Look at us, laughing at nothing together as the bell rings to call us back to our seats. Are we so different from other couples? Don't they all have this double vision: the man in love with a slightly different woman, and the woman so eager to please?

 

The next week the family comes north, renting a house around the corner from Balhousie Bank. They all know about my sweetheart, as Uncle George has taken to calling him. I welcome the teasing at first. It gives substance to a courtship that can seem, in the cold light of morning, mostly air. Having been in love with Bill, I recognise the symptoms. I lose what little appetite I've had, ignore the people around me and think about him all the time. The trouble is, I have so little to go on. What do I know of him? My aunt's account of his dignity when handed the white feather, and three conversations: one when I did most of the talking, one plagued by interruptions from thirsty playgoers, and one managed without speech, as he lingered by the garden gate and I watched him from the window. My uncle and aunt are astonished to learn he has been living in Perth for two years. He belongs to no club or congregation, doesn't bat or bowl or cloister himself with the Freemasons. The only person who seems to have heard of him, Miss Fairlie of the Sick Poor Nursing Society, gives me a narrow look and changes the subject. Which, I decide, could mean anything.

 

The mercury rises to eighty-five degrees. All day his house cooks. He gets Mrs Hendry to strip his bed of blankets but, even with the windows open, the night grips his chest in its sticky embrace. One evening he retires without pyjamas and, waking in the dark with a raging thirst, twists to retrieve the glass of water at his bedside. The linen sheet brushes his engorged member. He waits. Some nights it subsides of its own accord. St John's bell chimes the quarter, and then the half-hour. Groaning, he turns to lie on his belly. Against his will, his mind conjures a nightdress, soft white skin, a cloud of dark hair. Mine? Or hers?

 

Next morning he decides to have nothing more to do with me. I know it. I wake up feeling such a fool. All this fuss over nothing. How Hilda will mock. When Uncle George makes some harmless joke about my future as a doctor's wife, I snap at him. A walk along the river.
No, I don't want
company
. I suppress every thought of him, but they're like ants: kill one and another ten arrive on its trail. Nine days since I last saw him. If I were a man, nothing would keep me from my loved one's door.
Quod erat demonstrandum
. The prison is on the other side of town, by the South Inch. Not far. Why should I not take a look, since we are nothing to each other?

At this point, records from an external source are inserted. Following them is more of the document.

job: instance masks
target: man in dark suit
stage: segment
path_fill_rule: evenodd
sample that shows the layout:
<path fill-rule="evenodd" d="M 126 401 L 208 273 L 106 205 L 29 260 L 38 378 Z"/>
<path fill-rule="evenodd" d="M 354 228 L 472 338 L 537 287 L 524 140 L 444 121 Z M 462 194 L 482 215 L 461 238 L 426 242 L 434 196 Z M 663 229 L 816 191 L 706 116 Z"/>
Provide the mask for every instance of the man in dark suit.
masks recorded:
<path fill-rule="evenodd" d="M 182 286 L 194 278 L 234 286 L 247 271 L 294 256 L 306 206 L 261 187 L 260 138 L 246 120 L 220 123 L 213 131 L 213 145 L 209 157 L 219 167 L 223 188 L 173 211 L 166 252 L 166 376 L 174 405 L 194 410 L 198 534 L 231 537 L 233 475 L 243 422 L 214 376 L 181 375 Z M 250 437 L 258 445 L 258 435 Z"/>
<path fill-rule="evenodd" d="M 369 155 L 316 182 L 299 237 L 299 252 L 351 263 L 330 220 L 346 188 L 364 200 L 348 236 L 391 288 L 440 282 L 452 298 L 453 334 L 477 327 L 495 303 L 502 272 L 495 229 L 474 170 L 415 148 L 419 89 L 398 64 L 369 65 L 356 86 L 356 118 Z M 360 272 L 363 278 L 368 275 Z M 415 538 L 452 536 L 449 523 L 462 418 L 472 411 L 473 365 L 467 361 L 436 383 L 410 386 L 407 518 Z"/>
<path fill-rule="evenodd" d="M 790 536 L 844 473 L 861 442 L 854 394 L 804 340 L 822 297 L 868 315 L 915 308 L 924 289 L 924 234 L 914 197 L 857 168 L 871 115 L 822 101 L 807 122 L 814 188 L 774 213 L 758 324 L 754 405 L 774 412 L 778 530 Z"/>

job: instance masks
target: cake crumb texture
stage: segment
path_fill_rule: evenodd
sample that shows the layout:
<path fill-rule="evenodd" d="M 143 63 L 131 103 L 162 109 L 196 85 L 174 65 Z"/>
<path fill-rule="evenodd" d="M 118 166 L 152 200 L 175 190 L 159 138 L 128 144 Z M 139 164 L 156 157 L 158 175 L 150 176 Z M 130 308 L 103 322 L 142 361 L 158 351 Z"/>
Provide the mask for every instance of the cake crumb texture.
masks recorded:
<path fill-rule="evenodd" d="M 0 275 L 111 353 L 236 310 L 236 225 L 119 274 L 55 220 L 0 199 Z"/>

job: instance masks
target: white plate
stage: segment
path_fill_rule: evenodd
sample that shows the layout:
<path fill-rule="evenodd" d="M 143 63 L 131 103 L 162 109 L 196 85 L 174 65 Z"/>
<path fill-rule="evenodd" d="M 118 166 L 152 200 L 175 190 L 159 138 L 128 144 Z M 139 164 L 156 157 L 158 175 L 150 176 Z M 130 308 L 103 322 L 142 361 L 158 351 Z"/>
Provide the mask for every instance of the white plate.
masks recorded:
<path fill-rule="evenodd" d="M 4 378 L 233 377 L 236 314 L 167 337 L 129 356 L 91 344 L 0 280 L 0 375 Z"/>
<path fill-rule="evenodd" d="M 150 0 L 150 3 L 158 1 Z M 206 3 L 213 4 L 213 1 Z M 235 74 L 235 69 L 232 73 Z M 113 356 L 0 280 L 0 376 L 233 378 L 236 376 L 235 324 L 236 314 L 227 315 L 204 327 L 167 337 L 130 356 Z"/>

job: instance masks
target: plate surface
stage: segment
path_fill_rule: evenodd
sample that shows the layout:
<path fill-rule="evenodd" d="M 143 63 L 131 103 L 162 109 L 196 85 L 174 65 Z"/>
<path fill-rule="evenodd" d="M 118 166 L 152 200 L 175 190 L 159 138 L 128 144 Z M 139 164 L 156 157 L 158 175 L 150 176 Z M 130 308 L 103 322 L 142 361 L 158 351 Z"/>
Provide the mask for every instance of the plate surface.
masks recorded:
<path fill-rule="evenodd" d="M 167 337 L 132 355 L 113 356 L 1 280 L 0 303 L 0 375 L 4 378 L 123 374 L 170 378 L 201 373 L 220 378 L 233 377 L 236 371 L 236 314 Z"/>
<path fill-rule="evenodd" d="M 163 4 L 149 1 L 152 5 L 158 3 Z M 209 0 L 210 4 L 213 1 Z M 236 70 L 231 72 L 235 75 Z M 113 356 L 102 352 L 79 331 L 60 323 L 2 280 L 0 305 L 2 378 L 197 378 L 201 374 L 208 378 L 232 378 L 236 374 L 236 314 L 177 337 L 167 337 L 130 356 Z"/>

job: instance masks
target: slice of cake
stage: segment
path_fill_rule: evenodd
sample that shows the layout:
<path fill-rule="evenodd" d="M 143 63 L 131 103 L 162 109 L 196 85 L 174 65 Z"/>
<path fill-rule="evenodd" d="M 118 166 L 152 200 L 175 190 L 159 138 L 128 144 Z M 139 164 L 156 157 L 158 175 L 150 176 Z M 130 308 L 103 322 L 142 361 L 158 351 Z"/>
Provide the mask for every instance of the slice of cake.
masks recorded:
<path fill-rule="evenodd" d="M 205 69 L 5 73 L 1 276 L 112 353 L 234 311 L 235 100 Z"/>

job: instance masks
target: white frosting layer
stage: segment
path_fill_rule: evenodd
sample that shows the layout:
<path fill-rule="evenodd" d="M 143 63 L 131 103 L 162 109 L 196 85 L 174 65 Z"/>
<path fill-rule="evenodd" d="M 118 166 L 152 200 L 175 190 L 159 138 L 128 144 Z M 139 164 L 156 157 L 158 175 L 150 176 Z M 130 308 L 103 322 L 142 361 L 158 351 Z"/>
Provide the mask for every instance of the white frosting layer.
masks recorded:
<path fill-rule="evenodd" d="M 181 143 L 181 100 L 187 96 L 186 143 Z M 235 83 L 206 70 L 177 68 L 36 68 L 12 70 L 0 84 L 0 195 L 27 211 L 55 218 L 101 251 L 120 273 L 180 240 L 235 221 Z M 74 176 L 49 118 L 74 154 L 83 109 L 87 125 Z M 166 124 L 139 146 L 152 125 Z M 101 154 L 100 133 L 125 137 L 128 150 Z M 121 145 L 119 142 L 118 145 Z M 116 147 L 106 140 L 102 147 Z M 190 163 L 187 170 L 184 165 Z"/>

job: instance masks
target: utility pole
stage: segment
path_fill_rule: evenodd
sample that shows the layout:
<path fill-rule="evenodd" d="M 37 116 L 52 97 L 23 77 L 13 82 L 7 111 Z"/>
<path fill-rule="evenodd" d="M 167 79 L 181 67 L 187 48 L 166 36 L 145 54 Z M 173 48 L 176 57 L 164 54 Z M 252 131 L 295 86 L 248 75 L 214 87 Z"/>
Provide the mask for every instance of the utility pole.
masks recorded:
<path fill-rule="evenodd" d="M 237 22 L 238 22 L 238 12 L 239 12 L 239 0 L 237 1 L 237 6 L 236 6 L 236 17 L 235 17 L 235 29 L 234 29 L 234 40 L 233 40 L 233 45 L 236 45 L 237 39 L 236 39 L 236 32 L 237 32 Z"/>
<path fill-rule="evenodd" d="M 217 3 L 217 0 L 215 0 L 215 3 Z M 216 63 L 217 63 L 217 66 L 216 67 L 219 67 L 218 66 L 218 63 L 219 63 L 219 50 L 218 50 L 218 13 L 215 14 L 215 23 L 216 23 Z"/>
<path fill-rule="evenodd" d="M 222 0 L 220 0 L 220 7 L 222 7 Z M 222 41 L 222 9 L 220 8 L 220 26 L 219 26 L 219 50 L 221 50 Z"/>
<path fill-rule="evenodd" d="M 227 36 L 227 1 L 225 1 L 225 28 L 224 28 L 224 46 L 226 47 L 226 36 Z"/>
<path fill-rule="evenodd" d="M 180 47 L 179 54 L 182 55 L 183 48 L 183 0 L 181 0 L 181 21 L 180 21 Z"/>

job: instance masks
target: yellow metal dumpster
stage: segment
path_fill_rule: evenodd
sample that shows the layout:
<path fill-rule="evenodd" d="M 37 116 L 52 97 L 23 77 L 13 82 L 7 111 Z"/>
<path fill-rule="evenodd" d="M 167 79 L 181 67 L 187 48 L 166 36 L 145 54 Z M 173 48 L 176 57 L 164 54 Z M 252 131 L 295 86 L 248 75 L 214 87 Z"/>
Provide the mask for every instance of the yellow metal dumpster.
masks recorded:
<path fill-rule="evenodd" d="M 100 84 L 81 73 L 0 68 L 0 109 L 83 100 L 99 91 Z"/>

The size of it. Towering over the landscape. Like a city within its high walls. The sun beats down on the soot-blackened cell blocks, the windows little more than slots. The sight darkens my spirits like news of a death. How can he spend his days in this place and it not leave some mark on him?

 

Edinburgh University awards him a diploma in public health. For a day or two he sinks into despondency. It's always like this when he gains the longed-for qualification: this hollowness, after years of endeavour. A day out in his hired gown, a chance to shake the vice-chancellor's hand, his fellow diplomates taking their wives and mothers and sisters to lunch while he slinks away to the museum in Chambers Street. Studying has been the best part of his life, filling his empty weekends, helping him rise above the sordor of the prison.